Primary goal: To generate information on the efficacy of DLE as an aid in symptomatic
treatment, by reducing the signs and symptoms of acute respiratory infection
(suspected/confirmed cases of COVID-19).
Secondary goals:
1. To evaluate clinical deterioration and respiratory alarm data.
2. To evaluate the duration of the clinical picture.
3. To explore cytokine changes associated with the therapeutic effect induced by DLE.
4. To obtain data on the safety of DLE as an aid in the symptomatic treatment of acute
respiratory infection (suspected/confirmed cases of COVID-19).
5. To generate information to validate the contingency scale to assess the severity of
acute respiratory disease (suspected/confirmed cases of COVID-19).
Justification The systemic inflammatory response has been recognized as being responsible for
COVID-19 complications. Immunomodulation strategies to control it are currently being
considered, including the use of systemic steroids to down-regulate the systemic inflammatory
response, the use of human immunoglobulin and even chloroquine given its anti-inflammatory
and antiviral qualities; however, none of these treatments has been sufficiently studied or
has shown any significant change in the clinical course of infected patients.

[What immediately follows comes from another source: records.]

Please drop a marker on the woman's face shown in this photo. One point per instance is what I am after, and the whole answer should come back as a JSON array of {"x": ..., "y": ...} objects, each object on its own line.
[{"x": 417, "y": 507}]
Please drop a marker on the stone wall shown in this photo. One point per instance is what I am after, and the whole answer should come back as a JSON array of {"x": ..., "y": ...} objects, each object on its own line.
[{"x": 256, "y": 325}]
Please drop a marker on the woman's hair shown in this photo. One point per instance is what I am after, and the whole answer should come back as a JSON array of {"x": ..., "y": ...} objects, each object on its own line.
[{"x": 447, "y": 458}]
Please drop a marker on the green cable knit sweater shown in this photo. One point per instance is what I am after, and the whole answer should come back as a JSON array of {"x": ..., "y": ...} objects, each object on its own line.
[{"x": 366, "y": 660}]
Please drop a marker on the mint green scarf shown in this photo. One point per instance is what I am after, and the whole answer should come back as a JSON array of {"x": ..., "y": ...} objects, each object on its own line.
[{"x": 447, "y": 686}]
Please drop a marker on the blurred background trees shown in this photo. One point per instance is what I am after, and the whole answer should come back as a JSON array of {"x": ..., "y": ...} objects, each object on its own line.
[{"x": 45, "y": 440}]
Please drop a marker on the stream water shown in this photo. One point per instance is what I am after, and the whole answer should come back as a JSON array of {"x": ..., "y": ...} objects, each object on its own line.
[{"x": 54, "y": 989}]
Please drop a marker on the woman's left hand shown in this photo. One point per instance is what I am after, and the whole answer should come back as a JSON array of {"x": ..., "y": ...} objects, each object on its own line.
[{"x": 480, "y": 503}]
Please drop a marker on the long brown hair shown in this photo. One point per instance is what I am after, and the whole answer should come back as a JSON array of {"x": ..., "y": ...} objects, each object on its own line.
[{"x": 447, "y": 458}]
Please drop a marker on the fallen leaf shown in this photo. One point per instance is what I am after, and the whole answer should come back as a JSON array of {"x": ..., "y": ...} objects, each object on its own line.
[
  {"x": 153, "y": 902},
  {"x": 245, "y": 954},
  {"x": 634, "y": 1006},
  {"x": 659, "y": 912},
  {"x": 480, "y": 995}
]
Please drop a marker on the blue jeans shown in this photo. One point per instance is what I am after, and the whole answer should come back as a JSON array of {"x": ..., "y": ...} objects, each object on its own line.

Due to the importance of the COVID-19 pandemic and in the absence of specific treatment, it
is important to implement new treatments that allow modulating the immune response, and one
strategy may be the addition of DLE to symptomatic and supportive treatment.
Hypotheses by goals.
1. The addition of DLE to the symptomatic treatment could decrease the severity of the
clinical outcome (signs and symptoms) in individuals with an acute respiratory infection
(cases suspected/confirmed by COVID-19).
2. The addition of DLE to the symptomatic treatment could decrease the clinical
deterioration due to the acute respiratory infectious process (suspected/confirmed cases
of COVID-19).
3. The addition of DLE to the symptomatic treatment could decrease the duration of the
clinical outcome (suspected/confirmed cases of COVID-19).